Langerhans cell histiocytosis (LCH) is a rare hematological disorder characterized by local or generalized, uncontrolled proliferation and infiltration of Langerhans type of histiocytic cells. It represents a spectrum of clinicopathologic disorders, ranging from a highly aggressive and frequently fatal multisystem disease to an easily cured solitary lesion of bone. Involvement of children and the younger age group is more common than the adults. Oral cavity involvement occurs early in LCH, but the initial symptoms are generally nonspecific, often causing misdiagnosis. This report describes a rare case of chronic localized LCH in an adult patient, with involvement of oral cavity. A 34-year-old male patient presented with multiple nodulo-papular, ulcerated lesions in gingiva involving both the jaws (primarily mandible) and the left buccal mucosa, in addition to regional teeth mobility. The most striking feature was that even after extraction of mobile teeth, the lesions persisted. After recording proper history, performing clinical and radiological evaluation, an incisional biopsy was performed followed by histopathology and immunohistochemistry to reach a confirmatory diagnosis of LCH, thereby implementing early and appropriate initiation of treatment.

Keywords: Eosinophilic granuloma, histiocytosis X, Langerhans cell, oral mucosa


How to cite this article:
Nangalia R, Chatterjee RP, Kundu S, Pal M. Langerhans cell histiocytosis in an adult with oral cavity involvement: Posing a diagnostic challenge. Contemp Clin Dent 2019;10:154-7

How to cite this URL:
Nangalia R, Chatterjee RP, Kundu S, Pal M. Langerhans cell histiocytosis in an adult with oral cavity involvement: Posing a diagnostic challenge. Contemp Clin Dent [serial online] 2019 [cited 2020 Aug 14];10:154-7. Available from: http://www.contempclindent.org/text.asp?2019/10/1/154/273157


   Introduction Top


Langerhans cell histiocytosis (LCH), previously known as histiocytosis X, is an uncommon hematological disorder characterized by uncontrolled, local, or generalized stimulation, proliferation, and infiltration of Langerhans type of histiocytic cells. Its clinical presentation varies from a highly destructive and lethal multisystem disease to an easily cured unifocal lesion of bone.[1] It affects 4–8 children/million and 1–2 adults/million each year (according to the Histiocytosis Association), with a 10%–20% mortality rate.[2],[3] LCH has no bias for race and has a predilection for males.[4],[5] The intensity of LCH is usually age related, because diffuse multisystem involvement with a poor prognosis occurs in early childhood, multifocal single-system disease is observed in children aged up to 5 years, and unifocal bone-limited disease affects the elder children.[6]

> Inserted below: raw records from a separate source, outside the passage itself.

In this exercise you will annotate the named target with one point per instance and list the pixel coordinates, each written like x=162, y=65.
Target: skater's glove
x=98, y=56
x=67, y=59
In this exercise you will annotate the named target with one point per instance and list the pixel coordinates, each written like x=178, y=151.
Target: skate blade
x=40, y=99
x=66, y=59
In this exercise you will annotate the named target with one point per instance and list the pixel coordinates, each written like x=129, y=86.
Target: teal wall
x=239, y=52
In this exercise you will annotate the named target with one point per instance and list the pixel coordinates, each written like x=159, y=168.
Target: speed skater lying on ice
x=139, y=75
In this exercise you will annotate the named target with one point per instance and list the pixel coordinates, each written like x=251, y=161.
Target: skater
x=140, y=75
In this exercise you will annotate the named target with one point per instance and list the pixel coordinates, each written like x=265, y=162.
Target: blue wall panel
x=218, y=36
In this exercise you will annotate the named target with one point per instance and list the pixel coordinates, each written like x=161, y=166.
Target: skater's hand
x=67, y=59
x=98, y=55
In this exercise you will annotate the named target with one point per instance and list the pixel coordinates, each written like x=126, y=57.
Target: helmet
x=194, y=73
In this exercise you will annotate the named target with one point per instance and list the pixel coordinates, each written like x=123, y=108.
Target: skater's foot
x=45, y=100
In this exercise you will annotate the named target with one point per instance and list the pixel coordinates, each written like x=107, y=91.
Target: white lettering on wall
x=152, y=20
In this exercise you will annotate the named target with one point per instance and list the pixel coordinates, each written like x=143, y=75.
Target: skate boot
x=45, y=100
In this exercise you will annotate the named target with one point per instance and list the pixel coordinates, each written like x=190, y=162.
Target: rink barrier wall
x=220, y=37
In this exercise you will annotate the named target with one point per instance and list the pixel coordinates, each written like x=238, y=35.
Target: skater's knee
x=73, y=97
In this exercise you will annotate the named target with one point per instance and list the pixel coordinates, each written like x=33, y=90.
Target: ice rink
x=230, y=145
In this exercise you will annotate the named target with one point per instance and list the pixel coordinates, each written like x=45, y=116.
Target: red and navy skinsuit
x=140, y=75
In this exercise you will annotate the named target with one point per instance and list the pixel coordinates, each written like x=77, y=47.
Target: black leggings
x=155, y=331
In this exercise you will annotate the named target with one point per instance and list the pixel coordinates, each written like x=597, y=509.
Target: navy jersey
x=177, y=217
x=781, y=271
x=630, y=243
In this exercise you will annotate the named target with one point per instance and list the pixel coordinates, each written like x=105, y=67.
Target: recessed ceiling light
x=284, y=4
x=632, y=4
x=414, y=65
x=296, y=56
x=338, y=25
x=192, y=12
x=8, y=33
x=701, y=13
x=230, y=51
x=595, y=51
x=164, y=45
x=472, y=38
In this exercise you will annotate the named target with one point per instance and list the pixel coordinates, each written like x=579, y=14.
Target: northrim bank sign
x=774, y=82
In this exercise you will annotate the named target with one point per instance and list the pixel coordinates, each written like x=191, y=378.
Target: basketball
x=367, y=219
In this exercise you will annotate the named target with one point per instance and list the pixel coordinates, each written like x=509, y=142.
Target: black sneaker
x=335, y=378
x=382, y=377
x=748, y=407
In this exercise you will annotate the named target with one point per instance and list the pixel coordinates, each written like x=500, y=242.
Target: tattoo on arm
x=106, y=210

Normally, three types of LCH are recognized: chronic localized form called eosinophilic granuloma (60%–70% of all LCH cases), characterized by localized, monostotic, or polyostotic bone lesions with occasional extraskeletal (but not visceral) involvement, common in older children and young adults; the chronic disseminated form, known as Hand–Schuller–Christian disease which includes a classic triad of skull lesions, exophthalmos, and diabetes insipidus with more prevalence in younger children; and the third type called Letterer–Siwe disease, an acute disseminated form, especially occurring in infants under 2 years of age, affecting multiple organs, and including signs such as hepatosplenomegaly, lymphadenopathy, bone lesions, and skin rash, along with pancytopenia, thereby having a poor prognosis.[2],[6],[7] Bones commonly involved in LCH are skull bones (orbital, temporal bone, and sphenoid), jaws, long bones, ribs, vertebra, and pelvis.[3],[8]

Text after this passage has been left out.